Hacettepe Üniversitesi SBF Dekanı Prof. Dr. Hülya Gökmen Özel ise “Fenilketonüride Beslenme İlkeleri” konulu sunum yaptı. Hastalığın, doğumdan sonra genel olarak 6’ncı aylarda çocukta baş kontrolü, oturma ve yürüme evreleri gecikmeye başladığında fark edildiğine değinen Prof. Dr.
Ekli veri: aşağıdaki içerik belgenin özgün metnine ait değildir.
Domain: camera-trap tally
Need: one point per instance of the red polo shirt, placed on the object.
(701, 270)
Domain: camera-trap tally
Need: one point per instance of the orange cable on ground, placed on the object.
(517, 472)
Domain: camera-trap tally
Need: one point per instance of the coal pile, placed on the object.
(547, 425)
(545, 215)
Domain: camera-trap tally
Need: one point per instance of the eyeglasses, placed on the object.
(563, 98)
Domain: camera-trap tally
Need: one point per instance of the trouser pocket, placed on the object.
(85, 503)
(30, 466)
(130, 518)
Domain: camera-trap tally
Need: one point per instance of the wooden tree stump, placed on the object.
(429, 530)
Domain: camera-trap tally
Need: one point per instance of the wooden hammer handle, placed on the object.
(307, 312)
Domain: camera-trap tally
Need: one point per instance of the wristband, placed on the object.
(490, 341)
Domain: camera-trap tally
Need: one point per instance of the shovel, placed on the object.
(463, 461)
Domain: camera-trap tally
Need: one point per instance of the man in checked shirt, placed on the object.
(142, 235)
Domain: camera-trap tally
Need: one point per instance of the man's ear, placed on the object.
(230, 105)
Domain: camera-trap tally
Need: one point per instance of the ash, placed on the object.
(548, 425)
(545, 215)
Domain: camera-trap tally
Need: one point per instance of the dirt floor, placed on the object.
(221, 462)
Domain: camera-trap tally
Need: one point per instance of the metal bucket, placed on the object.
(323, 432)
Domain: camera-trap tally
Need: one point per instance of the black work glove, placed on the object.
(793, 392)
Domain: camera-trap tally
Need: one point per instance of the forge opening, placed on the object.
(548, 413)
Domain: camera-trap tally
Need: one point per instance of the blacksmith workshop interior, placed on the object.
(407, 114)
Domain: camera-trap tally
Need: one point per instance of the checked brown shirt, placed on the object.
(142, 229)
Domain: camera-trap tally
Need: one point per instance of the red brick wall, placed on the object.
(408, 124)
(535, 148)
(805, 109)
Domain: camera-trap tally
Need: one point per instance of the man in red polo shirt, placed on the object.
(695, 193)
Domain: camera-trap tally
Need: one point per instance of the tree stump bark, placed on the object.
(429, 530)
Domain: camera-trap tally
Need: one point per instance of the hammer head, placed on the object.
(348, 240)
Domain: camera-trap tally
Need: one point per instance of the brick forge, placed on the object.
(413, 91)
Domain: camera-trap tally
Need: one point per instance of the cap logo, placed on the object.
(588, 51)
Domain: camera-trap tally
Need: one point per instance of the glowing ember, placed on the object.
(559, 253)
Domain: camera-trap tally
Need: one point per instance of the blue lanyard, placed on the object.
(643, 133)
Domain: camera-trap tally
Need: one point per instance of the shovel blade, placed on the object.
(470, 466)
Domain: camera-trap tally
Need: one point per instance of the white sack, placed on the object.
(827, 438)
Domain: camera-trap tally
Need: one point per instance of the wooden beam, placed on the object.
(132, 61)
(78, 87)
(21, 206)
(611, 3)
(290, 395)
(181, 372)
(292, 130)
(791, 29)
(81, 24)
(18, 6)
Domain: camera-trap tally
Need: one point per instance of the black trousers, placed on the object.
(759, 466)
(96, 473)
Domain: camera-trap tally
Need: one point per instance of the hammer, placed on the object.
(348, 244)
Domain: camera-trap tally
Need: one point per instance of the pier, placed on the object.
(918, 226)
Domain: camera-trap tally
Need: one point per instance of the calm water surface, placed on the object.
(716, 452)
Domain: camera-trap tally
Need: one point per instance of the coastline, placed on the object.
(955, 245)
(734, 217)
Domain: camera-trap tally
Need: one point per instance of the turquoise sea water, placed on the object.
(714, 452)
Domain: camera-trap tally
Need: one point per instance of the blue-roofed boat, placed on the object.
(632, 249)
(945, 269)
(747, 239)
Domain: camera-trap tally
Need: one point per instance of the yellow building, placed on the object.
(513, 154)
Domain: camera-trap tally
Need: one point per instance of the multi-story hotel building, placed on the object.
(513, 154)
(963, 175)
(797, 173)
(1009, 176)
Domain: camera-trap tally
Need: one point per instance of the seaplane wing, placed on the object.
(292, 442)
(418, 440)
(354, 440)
Özel, “Fenilketonüride diyet tedavisinin amaçları, kan fenilalanin düzeyini normal büyümeyi sağlayacak, beyin hasarını önleyecek veya en az düzeye indirecek düzeyde tutmak, diyetle hiperfenilalaninemiye yol açmayacak, büyüme ve gelişme için yeterli olacak fenilalanin, protein, enerji, makro ve mikro besin ögelerini sağlamak, hasta için diyetin tat çeşitlilik gibi yönlerden kabul edilebilir olmasını sağlamak, değişim listeleri ile diyetin tek düzeliğini yok etmek, hastanın izlem sırasında ağırlık kaybı ve diğer katabolik olaylardan etkilenmemesini sağlamak, diyetisyen ve hekim tarafından hasta ve ailesine hastalık, beslenme tedavisi ve kullanılan aminoasit karışımları, düşük proteinli ürünler ve değişim listeleri hakkında gerekli eğitimi vermektir” dedi.
Fenilktonüride diyet tedavisinin üç temel bileşeni bulunduğunu hatırlatan Prof. Dr. Özel, “Fenilketonürili çocuklar, selenyum, çinko, bakır, demir, kalsiyum, vitamin B2, B6, B12 ve folik asit eksikliği açısından risk altındadır. Bu nedenle bu hastalar söz konusu vitamin ve mineral eksiklikleri açısından izlenmelidir. Son yıllarda fenilketonüri tedavisinde glikomakropeptiddler (GMP), büyük nötral aminoasitler (LNAA) ve fenilalanin amonyak liyaz (PEG-PAL) gibi bazı alternatif tedaviler de kullanılmaya başlanmıştır” şeklinde konuştu.
Etkinliğe, SANKO Üniversitesi Rektörü Prof. Dr. Güner Dağlı, Genel Sekreter Dr. Yusuf Ziya Yıldırım, Tıp Fakültesi Dekanı Prof. Dr. Salih Murat Akkın, SBF Dekanı Prof. Dr. Türkan Pasinlioğlu, Beslenme ve Diyetetik Bölümü öğretim elemanları, idari personel, öğrenciler ve aileler katıldı.